Warto także mieć na uwadze, że nawet po wtorkowej wyprzedaży złoto wyrażone w dolarach wciąż jest o ponad 56% droższe, niż było na początku roku i że nadal byłby to najwyższy roczny zwrot od 46 lat. Równie duża była (i nadal jest!) także zachęta do urzeczywistnienia zysków przez tych inwestorów, którzy zajmują długie pozycje od miesięcy albo nawet od lat. Jeszcze bardziej narażone na dalsze spadki zdaje się być srebro, którego wyceny wciąż są na 63-procentowym plusie licząc od początku stycznia.

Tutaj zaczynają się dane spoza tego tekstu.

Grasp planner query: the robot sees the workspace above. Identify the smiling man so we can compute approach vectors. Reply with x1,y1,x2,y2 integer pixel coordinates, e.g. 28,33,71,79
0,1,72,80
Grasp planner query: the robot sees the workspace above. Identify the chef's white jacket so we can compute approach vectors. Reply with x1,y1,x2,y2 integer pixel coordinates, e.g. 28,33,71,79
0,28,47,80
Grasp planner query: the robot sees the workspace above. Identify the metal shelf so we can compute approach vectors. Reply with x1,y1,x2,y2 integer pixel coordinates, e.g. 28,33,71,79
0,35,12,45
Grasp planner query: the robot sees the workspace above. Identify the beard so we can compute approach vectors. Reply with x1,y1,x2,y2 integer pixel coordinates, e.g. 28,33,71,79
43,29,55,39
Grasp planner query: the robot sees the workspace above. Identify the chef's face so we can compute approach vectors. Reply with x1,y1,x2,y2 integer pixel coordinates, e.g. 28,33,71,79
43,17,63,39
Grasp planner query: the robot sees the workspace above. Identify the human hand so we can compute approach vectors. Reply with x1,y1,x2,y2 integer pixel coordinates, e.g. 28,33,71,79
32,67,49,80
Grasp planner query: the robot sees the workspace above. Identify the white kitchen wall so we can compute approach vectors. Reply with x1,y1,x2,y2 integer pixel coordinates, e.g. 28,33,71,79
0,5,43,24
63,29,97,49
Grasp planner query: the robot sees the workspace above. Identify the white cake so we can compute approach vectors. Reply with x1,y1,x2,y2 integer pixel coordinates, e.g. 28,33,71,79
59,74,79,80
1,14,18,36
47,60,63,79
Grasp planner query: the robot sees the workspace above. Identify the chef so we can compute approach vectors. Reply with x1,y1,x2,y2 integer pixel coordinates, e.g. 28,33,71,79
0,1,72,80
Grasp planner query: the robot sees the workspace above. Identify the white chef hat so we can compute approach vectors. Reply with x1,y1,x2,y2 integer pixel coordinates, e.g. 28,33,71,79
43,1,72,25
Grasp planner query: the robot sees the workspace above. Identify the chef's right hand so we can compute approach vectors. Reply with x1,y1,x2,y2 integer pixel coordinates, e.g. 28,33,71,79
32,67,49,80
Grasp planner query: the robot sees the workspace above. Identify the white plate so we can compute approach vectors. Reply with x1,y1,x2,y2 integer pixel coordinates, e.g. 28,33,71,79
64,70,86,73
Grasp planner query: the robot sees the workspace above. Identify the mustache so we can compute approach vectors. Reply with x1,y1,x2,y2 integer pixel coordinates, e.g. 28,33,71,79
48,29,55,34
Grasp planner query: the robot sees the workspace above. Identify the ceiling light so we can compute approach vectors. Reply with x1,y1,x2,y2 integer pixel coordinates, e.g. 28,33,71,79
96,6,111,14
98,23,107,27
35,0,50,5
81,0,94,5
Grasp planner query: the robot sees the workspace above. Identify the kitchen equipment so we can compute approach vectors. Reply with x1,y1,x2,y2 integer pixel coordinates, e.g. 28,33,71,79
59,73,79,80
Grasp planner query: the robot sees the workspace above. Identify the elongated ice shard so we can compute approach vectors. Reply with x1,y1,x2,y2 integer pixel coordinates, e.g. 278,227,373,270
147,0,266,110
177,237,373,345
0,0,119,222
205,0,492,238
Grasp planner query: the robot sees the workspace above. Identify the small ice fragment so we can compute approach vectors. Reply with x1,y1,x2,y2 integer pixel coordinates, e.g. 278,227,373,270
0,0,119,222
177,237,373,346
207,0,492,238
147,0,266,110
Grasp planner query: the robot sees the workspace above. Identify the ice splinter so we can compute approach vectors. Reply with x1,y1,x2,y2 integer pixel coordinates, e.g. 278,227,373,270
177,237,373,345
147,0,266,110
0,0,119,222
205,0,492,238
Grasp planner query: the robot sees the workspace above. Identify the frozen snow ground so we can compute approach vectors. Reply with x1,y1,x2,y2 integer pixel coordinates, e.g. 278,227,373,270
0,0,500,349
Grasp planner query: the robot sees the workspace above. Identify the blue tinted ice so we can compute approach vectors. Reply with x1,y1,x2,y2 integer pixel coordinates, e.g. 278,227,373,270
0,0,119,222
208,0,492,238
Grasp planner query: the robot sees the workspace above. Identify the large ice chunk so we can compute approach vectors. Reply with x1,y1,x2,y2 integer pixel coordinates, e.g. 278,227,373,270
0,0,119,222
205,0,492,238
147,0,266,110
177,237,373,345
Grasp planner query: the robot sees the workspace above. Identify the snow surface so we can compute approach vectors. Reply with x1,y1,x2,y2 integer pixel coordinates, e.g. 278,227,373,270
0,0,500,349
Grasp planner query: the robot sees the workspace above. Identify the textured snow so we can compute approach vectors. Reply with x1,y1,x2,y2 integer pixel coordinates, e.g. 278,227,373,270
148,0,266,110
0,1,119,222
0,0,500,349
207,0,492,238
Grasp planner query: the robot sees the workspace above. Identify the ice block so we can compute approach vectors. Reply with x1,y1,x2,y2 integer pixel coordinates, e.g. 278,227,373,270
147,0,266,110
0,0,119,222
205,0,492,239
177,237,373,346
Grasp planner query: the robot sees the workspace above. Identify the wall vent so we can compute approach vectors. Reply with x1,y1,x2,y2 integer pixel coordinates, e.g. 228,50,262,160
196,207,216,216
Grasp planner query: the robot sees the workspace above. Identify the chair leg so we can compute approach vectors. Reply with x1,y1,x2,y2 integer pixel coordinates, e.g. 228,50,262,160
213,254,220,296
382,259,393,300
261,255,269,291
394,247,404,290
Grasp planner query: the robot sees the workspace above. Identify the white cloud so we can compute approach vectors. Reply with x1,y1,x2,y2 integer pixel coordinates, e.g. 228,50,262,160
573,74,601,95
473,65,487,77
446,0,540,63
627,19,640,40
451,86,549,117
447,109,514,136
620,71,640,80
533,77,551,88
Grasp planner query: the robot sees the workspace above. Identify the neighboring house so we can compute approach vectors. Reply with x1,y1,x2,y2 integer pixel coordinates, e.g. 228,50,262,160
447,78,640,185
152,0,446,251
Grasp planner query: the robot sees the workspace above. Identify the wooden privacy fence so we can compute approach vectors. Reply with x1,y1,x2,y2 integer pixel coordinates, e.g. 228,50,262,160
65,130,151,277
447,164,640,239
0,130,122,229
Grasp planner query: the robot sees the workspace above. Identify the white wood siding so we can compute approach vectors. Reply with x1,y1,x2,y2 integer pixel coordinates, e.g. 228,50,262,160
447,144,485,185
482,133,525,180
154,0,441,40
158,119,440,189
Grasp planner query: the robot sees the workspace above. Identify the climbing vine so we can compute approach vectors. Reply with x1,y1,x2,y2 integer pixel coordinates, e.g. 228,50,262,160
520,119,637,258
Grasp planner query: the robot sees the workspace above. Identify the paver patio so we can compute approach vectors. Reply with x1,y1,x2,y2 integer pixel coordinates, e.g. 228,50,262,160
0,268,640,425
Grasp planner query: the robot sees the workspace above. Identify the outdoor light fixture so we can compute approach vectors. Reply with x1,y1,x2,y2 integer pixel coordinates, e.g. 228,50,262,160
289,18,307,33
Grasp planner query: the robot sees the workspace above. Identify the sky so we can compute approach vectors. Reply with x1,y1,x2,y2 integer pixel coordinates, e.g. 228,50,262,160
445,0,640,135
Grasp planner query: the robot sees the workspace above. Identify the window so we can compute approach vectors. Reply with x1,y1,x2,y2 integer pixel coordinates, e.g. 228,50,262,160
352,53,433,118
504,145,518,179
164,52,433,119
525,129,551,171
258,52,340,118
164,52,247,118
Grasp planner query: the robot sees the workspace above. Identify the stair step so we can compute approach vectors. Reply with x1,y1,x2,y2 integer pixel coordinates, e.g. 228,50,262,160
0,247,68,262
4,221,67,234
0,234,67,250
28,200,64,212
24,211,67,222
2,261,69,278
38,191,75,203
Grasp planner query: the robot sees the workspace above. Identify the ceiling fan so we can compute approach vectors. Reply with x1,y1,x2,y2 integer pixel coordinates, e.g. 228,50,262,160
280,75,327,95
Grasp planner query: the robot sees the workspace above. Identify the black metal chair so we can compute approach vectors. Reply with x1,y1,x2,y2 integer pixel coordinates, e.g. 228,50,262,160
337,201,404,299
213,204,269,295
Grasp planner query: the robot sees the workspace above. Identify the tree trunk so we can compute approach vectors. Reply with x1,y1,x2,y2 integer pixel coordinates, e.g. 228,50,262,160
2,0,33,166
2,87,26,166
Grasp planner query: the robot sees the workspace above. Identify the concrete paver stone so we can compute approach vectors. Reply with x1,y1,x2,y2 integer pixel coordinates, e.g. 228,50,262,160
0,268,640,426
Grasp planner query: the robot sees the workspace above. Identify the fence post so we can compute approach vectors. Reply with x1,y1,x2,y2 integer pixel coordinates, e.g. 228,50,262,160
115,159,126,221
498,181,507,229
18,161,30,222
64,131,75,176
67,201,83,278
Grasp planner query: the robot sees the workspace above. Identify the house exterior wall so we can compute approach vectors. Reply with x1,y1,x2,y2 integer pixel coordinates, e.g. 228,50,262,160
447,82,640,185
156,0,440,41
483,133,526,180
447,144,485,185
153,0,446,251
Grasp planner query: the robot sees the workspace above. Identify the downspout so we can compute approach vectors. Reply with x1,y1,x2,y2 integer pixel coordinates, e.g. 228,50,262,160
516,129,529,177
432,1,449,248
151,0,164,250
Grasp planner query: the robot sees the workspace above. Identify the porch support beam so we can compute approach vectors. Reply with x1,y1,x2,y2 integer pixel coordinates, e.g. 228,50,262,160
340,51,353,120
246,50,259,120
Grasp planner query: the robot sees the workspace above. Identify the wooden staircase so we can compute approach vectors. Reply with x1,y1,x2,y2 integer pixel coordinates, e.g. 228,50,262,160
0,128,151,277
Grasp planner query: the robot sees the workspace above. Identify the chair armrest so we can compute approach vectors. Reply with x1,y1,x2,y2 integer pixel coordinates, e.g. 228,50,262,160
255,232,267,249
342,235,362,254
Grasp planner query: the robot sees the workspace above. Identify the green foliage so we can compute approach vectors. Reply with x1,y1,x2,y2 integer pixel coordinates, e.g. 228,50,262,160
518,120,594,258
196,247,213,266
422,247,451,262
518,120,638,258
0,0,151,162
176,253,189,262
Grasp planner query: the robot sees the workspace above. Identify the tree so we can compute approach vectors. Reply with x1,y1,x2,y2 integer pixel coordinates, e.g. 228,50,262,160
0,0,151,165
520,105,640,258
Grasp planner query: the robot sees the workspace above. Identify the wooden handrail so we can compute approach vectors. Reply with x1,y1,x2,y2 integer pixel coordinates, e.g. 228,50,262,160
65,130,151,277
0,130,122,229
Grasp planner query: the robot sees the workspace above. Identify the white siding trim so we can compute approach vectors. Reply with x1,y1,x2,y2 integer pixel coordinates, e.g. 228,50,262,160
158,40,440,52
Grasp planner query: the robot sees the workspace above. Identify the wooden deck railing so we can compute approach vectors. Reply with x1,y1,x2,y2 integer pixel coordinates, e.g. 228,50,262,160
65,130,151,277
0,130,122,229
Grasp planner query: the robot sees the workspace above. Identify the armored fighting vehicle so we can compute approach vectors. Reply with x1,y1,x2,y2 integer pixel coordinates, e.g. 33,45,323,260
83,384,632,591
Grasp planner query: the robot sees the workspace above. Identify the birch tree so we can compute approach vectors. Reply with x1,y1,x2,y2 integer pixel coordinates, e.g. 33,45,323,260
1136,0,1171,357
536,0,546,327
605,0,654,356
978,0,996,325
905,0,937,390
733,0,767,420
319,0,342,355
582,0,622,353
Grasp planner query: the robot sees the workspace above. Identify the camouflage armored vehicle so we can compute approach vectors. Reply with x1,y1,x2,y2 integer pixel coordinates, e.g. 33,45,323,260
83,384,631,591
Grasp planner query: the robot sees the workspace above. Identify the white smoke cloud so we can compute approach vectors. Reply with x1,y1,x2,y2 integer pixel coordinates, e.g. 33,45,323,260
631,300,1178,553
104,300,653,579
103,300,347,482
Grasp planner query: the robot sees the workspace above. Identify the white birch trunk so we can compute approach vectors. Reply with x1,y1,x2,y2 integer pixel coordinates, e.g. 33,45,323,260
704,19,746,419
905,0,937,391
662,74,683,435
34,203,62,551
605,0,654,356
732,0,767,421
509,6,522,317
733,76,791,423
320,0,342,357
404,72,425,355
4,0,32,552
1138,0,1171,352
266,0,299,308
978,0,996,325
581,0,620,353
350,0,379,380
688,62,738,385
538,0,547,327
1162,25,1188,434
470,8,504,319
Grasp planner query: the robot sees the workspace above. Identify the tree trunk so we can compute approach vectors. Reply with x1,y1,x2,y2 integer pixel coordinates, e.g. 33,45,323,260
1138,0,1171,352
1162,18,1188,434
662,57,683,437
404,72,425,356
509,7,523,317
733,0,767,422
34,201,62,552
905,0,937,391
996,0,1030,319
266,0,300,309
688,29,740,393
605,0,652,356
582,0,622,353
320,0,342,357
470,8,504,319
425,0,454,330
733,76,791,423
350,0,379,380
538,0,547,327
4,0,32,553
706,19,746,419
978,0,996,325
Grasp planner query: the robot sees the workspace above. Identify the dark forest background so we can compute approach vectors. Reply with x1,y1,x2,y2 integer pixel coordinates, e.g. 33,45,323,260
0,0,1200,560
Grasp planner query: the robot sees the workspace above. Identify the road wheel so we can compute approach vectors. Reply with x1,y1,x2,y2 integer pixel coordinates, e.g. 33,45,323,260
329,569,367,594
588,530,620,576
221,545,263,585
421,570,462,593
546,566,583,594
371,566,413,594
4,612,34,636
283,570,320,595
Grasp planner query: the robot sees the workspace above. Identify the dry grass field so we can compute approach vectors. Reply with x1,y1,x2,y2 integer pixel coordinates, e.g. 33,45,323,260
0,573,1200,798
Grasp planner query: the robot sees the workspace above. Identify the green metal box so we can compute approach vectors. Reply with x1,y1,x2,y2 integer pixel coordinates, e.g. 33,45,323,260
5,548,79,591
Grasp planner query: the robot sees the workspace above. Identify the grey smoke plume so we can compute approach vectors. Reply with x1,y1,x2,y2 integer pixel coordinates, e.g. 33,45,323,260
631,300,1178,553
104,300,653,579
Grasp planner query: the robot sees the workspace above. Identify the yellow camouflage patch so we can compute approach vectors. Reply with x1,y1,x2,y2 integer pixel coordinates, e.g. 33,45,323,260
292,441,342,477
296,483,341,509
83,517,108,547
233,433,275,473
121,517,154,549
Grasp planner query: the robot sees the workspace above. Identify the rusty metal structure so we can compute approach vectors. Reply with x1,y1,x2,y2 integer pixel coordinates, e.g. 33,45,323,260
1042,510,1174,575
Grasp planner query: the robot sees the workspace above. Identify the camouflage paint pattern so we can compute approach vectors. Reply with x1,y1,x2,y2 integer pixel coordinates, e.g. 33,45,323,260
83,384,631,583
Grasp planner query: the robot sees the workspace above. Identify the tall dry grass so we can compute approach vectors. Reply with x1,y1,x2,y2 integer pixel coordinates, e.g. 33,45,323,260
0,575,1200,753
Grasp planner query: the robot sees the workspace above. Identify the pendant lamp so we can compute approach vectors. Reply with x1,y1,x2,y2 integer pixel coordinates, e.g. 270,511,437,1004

Dodajmy do tego, że motywy, dla których wielu inwestorów nabywało złoto przez ostatnie miesiące czy wręcz lata, dzisiaj nie uległy zmianie. Wciąż funkcjonujemy w nadmiernie zadłużonym świecie, gdzie sama jedynie obsługa tego długu (czyli opłacanie odsetek i rolowanie kwoty głównej) w najbliższych latach zapewne wymagać będzie wyższej inflacji – szczególnie w krajach rozwiniętych. Dołóżmy do tego brak zaufania do polityki kolejnych rządów Stanów Zjednoczonych (które coraz częściej używają sankcji gospodarczych i finansowych jako narzędzia wpływania na inne kraje) oraz zmniejszające się przekonanie o autentycznej niezależności banków centralnych. To dlatego inwestorzy coraz mniej wierzą w dolara i inne waluty fiducjarne, na wszelki wypadek zwiększając udział złota w swoich portfelach.
Te długofalowe „fundamenty” 21 października 2025 roku nie uległy zmianie. Co jednak zupełnie nie wyklucza scenariusza, w ramach którego w krótkim horyzoncie czasowym zaobserwujemy dalsze – i być może nawet równie gwałtowne – spadki cen złota i srebra. Teraz z rynku po prostu opuszczają go inwestorzy o perspektywie czasowej mierzonej w tygodniach i miesiącach, a nie w latach czy dekadach.